The plains and mountains were full of them. They came from the east coast, Europe, even India to write travel books that they hoped would make them rich and famous and get them contracts for the lecture circuits.
Gold was not yet drawing fortune hunters to the west, but geography was. And so it happened that a company of sixteen left Atacampa Illinois and started out on their great adventure. Each man carried with him a notebook to record his experiences. The fearless leader carried a quarto sized portfolio on his back and wrote copiously in it - often when his companions were of the opinion that he could have been more usefully employed. The company's lofty aim was to dislodge the British, in the form of the Hudson's Bay Company, and claim the Pacific Northwest for the United States. Surely sixteen fearless men with right on their side could oust these interlopers!
Perhaps unfortunately their journey did not go as planned. They ran out of food very quickly. They got in fights and shot each other.
At Bent's Fort the majority of the company expelled their fearless leader. They said he was incompetent and this was true, but everything is relative, and their own incompetence far outshone that of their ousted leader.
The expelled group was made up of three men, one horse and a dog. The mountains loomed.
Ahead was a small trading post manned by outlaws and ruffians. As they approached they heard the sounds of drunken mirth. Someone leaned over the wooden parapet and vomited copiously on them as they rapped on the sagging gate. Then an intoxicated fool within dragged up their cannon and blasted off a load of rubble through the closed gate. The three travelers had not expected such a rude welcome. Although not killed they were much afflicted by splintered wood that pierced their malnourished bodies everywhere.
Loud were the apologies. Indians were about, they said. The revelers poured whiskey on the travelers' wounds and fed them rancid antelope stew.
``We came to buy a horse,'' the leader said.
``Ah!'' said Captain Bill, ``we thought to buy yours.''
``You should have killed us then.''
``Ah.'' The Captain looked around. ``The Indians got ours last night. Near all. Damn me if they did. Left the mules. They wont touch mules except the squaws.''
``We'll take a mule,'' the fearless leader said.
The mule cost them two pairs of woolen drawers and their only razor.
And the mule became the bane of their already blighted lives.
Now there was one on horse back, one on a mule, one on foot and one faithful dog. The mule appeared intent on flinging its riders into any available chasm. So after a day or two they did not ride it but loaded all their possessions on its rebellious back. Then in a crashing thunder storm the mule flung itself over a cliff and took all their belongings with it on a long, vertical journey to oblivion.
The three of them were now little but scarecrows, the last vestiges of humanity leaving them as they covertly evaluated the nutrient potential of each other's shrunken forms.
One ghastly night they killed and ate the dog and found it sadly lacking. They had killed a faithful friend and their hunger was unappeased.

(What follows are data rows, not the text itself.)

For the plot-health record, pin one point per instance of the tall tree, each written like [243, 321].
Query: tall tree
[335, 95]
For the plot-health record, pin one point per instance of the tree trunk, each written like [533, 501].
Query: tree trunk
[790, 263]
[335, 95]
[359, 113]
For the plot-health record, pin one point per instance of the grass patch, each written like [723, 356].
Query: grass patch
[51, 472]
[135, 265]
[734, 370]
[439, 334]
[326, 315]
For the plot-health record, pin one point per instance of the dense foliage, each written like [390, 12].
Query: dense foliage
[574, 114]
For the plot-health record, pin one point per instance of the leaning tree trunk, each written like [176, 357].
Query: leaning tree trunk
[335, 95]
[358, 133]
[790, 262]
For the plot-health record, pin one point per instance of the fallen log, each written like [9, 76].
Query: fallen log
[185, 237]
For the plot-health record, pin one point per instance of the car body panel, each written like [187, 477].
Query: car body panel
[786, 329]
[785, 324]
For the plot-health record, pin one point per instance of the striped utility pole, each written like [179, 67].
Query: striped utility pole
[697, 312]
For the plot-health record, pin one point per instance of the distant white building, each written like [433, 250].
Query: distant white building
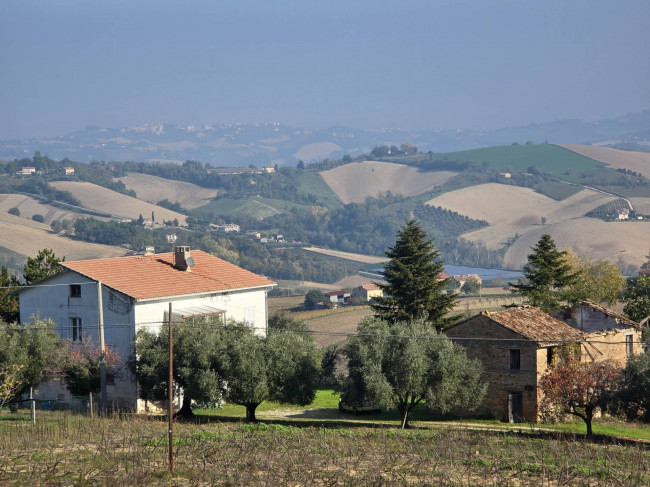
[622, 214]
[26, 171]
[228, 228]
[136, 293]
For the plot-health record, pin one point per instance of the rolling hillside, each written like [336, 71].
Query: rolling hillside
[154, 189]
[27, 237]
[548, 158]
[256, 207]
[30, 206]
[353, 183]
[618, 159]
[629, 241]
[515, 213]
[102, 199]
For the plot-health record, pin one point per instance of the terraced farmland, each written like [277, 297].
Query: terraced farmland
[154, 189]
[513, 212]
[30, 206]
[353, 183]
[616, 158]
[27, 237]
[102, 199]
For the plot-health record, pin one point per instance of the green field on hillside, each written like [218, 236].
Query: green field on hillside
[256, 207]
[310, 182]
[546, 157]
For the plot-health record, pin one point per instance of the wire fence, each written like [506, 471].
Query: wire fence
[27, 409]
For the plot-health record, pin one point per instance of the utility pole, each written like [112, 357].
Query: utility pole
[171, 395]
[102, 346]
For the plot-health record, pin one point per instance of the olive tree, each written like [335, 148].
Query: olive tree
[197, 354]
[29, 354]
[400, 365]
[283, 367]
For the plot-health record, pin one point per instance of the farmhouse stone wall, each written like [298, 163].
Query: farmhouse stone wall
[486, 343]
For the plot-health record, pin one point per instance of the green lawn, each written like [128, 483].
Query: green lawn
[327, 399]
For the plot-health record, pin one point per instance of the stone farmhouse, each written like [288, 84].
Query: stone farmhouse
[136, 292]
[366, 292]
[516, 346]
[617, 336]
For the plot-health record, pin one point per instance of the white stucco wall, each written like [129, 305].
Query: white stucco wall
[245, 305]
[122, 316]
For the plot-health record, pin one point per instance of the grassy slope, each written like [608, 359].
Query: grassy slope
[154, 189]
[546, 157]
[255, 207]
[103, 199]
[27, 237]
[311, 183]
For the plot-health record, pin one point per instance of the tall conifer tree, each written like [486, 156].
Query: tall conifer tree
[414, 287]
[547, 275]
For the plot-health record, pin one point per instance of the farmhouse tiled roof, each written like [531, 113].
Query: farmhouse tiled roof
[619, 318]
[154, 276]
[371, 287]
[534, 324]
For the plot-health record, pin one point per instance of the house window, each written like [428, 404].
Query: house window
[550, 355]
[515, 359]
[75, 326]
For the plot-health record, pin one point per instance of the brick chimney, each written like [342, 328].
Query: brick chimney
[182, 259]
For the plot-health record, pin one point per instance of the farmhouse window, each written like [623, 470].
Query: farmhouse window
[75, 290]
[75, 325]
[550, 354]
[515, 359]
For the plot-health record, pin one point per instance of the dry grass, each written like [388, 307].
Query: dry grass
[364, 259]
[353, 183]
[102, 199]
[616, 158]
[317, 150]
[628, 240]
[330, 326]
[30, 206]
[641, 205]
[154, 189]
[512, 210]
[27, 237]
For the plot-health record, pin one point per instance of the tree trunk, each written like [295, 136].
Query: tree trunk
[588, 417]
[186, 409]
[250, 412]
[404, 410]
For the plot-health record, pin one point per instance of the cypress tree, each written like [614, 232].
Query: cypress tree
[547, 275]
[414, 288]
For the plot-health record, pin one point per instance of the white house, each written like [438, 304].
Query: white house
[136, 292]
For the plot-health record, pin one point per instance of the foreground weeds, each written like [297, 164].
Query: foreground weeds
[77, 451]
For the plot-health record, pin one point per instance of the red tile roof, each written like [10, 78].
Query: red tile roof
[154, 276]
[371, 287]
[534, 324]
[617, 317]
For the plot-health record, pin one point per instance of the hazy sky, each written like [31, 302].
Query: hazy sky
[427, 64]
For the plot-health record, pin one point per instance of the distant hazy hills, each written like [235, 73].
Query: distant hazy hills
[241, 144]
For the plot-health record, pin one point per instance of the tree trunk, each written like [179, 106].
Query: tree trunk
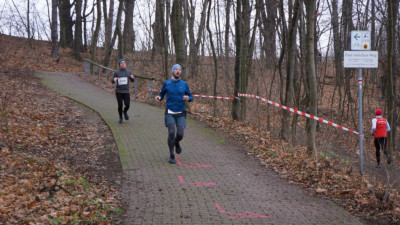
[54, 32]
[238, 40]
[290, 70]
[270, 30]
[391, 68]
[348, 27]
[95, 37]
[214, 57]
[118, 29]
[78, 30]
[338, 49]
[311, 75]
[227, 24]
[158, 25]
[28, 27]
[195, 43]
[108, 32]
[129, 34]
[178, 33]
[66, 23]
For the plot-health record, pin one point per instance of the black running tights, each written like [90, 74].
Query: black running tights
[124, 98]
[172, 138]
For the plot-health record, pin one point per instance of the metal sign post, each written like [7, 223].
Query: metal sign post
[360, 57]
[361, 135]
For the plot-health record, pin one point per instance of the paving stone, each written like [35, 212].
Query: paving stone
[151, 186]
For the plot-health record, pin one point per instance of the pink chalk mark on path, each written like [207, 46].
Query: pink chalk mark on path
[193, 165]
[196, 183]
[240, 215]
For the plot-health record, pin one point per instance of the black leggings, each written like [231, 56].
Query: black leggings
[380, 142]
[126, 99]
[172, 139]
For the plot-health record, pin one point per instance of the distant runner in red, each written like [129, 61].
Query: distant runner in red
[380, 127]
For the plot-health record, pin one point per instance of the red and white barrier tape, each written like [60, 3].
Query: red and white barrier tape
[277, 105]
[298, 112]
[202, 96]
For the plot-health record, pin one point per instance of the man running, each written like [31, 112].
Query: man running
[177, 92]
[121, 78]
[380, 127]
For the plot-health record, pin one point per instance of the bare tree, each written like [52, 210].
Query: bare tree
[129, 33]
[78, 30]
[290, 68]
[311, 75]
[227, 25]
[95, 36]
[178, 33]
[54, 32]
[108, 20]
[28, 22]
[269, 30]
[66, 23]
[194, 43]
[214, 57]
[244, 53]
[392, 9]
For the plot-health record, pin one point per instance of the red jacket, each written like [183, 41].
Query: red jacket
[380, 130]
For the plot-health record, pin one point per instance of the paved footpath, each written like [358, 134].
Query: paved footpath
[214, 182]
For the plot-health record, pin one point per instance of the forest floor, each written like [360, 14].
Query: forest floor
[53, 152]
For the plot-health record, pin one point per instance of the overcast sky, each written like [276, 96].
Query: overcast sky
[13, 14]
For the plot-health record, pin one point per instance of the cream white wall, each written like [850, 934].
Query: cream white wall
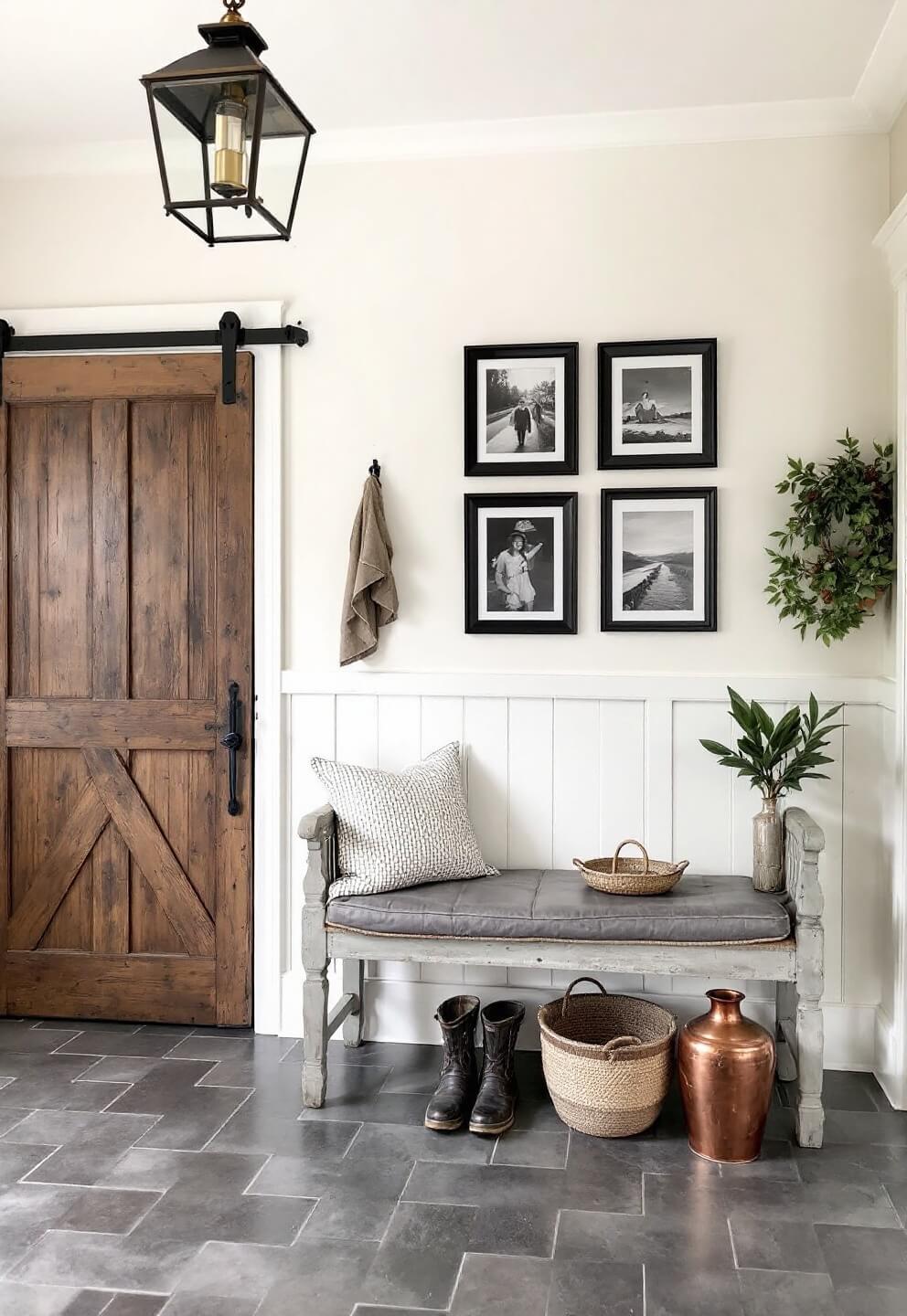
[397, 266]
[898, 157]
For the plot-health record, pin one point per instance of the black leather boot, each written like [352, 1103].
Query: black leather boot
[454, 1097]
[496, 1103]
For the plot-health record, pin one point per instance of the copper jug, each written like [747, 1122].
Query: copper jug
[727, 1067]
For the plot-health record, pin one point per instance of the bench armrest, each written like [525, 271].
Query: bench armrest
[803, 844]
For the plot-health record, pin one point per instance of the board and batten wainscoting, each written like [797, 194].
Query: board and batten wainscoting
[562, 766]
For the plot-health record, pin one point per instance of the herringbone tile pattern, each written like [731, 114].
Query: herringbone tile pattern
[155, 1170]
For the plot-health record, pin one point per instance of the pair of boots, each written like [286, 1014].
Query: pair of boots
[490, 1102]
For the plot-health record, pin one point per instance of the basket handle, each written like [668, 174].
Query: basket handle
[639, 845]
[566, 995]
[616, 1043]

They joined the horse nuzzling at the remnants of dry grass that appeared occasionally between the shrunken grey sagebrush. They gnawed on the sagebrush too, until their stomachs knotted and rebelled.
The horse and the boy died together in a dry creek bed. The fearless leader dragged the boy's body into the shade but he had no strength to bury him. He thought without regret or any other emotion of the boy's trusting, anxious parents back in Illinois, then he turned away.
It was later that same day that they heard the holy song. Devout and Presbyterian. A song that echoed every Sunday in grey stone churches from Aberdeen to Darjeeling. Surely angels come to take them. They found no angels. Just three Indians singing praise before they ate their evening meal. A woman, a man and a child. The woman did not much like the look or smell of them, but she overcame her scruples and cleaned them up and fed them until the fine membrane of civilization had re-grown on them.
They were taken to a Hudson's Bay house on the Boise river where they were made most welcome.
The fearless leader was quite overcome by the efficiency that surrounded him. These people had the right idea! He secretly acknowledged that there was much he could learn from them. Perhaps the time was not quite right to attempt their ouster. The brigades of trappers, the loyal Indians, the people of every background and color, each doing his allotted duty. The clerks, the factors, the blacksmiths and bakers. The Boise river was a distant outpost, just one of many. The Company was everywhere.
When the Fearless Leader at last returned to Illinois he did indeed write a book and agitate for the ouster of the British, but he himself no longer had much taste for it.